92. Giro d`Italia: Die Strecke - Teil 1

Keine Zeit zum Einrollen

Foto zu dem Text "Keine Zeit zum Einrollen"
Foto: ROTH

06.05.2009  |  (rsn) - Ab dem 9. Mai warten beim Giro d`Italia drei Wochen voller Strapazen auf die Fahrer. Zum 100-jährigen Jubiläum haben sich die Organisatoren für die Streckenführung viel Spektakuläres einfallen lassen, darunter ein Rundstreckenrennen durch Mailand, ein gut 60 Kilometer langes, schweres Einzelzeitfahren zur Mitte der Rundfahrt oder eine spektakuläre Kurz-Etappe hinauf zum Blockhaus. Radsport News stellt die Strecke des 92. Giro d'Italia in drei Teilen vor.

Teil 1: Die Etappen 1-7

Samstag, 9. Mai; 1. Etappe: Lido de Venezia - Lido de Venezia, 20,5 Kilometer, Mannschaftszeitfahren

Wie schon im Vorjahr startet der Giro auch diesmal mit einem Mannschaftszeitfahren. Der 20,5 Kilometer lange Kurs über den Lido der Lagunenstadt Venedig verläuft über komplett flaches Terrain. Zum Auftakt geht es aber nicht nur um das begehrte Rosa Trikot, sondern für die Favoriten schon darum, sich eine gute Ausgangsposition im Gesamtklassement zu verschaffen. Auch die Sprinter wollen in Reichweite des Rosa Trikots bleiben, um es auf einer der folgenden Flachetappen überstreifen zu können.
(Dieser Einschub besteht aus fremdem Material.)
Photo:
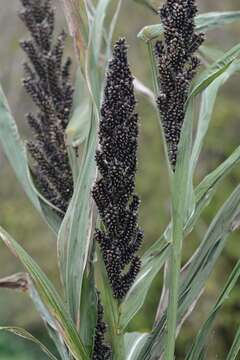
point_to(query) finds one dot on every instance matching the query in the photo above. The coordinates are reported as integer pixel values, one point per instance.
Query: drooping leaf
(74, 242)
(204, 332)
(134, 342)
(78, 23)
(15, 151)
(215, 70)
(148, 3)
(26, 335)
(235, 348)
(111, 313)
(198, 270)
(204, 22)
(50, 298)
(139, 290)
(207, 106)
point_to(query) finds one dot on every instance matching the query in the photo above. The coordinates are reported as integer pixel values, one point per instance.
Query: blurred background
(21, 220)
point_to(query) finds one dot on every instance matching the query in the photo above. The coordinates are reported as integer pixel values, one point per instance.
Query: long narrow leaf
(139, 290)
(26, 335)
(199, 269)
(204, 22)
(16, 153)
(204, 332)
(235, 348)
(49, 297)
(134, 342)
(14, 148)
(214, 71)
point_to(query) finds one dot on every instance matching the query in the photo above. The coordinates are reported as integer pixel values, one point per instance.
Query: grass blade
(26, 335)
(16, 153)
(207, 106)
(138, 292)
(198, 271)
(49, 297)
(74, 242)
(235, 348)
(205, 330)
(148, 4)
(182, 203)
(204, 22)
(134, 342)
(14, 149)
(214, 71)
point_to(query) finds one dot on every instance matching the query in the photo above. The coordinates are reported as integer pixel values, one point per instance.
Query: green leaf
(74, 242)
(49, 298)
(23, 282)
(95, 73)
(204, 332)
(199, 269)
(26, 335)
(14, 149)
(235, 348)
(183, 204)
(207, 106)
(148, 4)
(203, 195)
(111, 312)
(133, 343)
(139, 290)
(78, 22)
(204, 22)
(215, 70)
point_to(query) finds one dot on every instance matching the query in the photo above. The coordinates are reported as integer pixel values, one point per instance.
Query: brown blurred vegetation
(20, 219)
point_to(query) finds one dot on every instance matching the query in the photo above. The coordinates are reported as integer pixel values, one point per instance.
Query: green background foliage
(21, 220)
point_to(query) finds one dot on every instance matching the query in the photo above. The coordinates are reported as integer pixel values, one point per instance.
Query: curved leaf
(235, 348)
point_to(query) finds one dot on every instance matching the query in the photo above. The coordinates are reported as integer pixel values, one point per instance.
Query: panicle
(47, 82)
(177, 67)
(114, 191)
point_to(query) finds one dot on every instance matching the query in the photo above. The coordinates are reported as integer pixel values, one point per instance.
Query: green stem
(175, 267)
(156, 87)
(181, 200)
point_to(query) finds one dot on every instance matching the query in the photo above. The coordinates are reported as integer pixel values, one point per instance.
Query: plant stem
(112, 314)
(175, 267)
(181, 200)
(156, 87)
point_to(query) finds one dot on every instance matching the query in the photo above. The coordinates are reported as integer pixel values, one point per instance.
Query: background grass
(21, 220)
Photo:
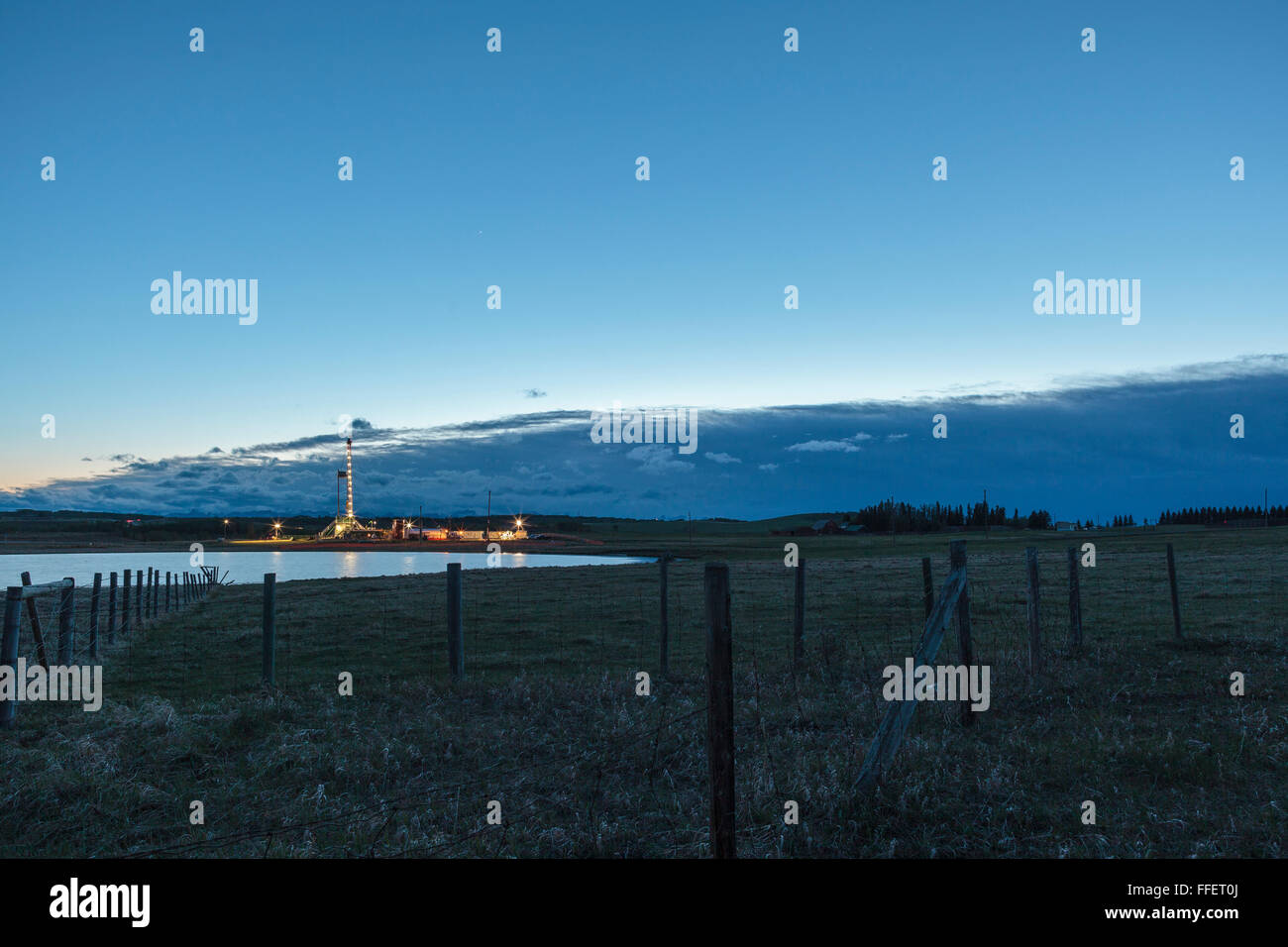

Sonntag, 10. Mai; 2. Etappe: Jesolo-Trieste, 156 Kilometer

Das zweite Teilstück führt größtenteils über flaches Terrain und endet mit einem hügeligen Finale. Auf dem elf Kilometer langen und dreimal zu durchfahrenden Rundkurs von Trieste gilt es, jeweils eine Steigung zu meistern. Die Sprinter sind allerdings noch frisch und werden sich diese Chance nicht entgehen lassen.

Montag, 11. Mai; 3. Etappe: Grado - Valdobbiadene, 198 Kilometer

Das dritte Teilstück ist fast ein Ebenbild der 2. Etappe. Zunächst geht es über flaches Terrain, erst im Finale - knapp 20 Kilometer vor dem Ziel - wird es mit der einzigen Bergwertung des Tages etwas anspruchsvoller. Wirklich schwer ist die Etappe jedoch nicht zu nennen, so dass sich die Sprinter auch an diesem Tag berechtigte Hoffnungen auf eine Massenankunft machen können.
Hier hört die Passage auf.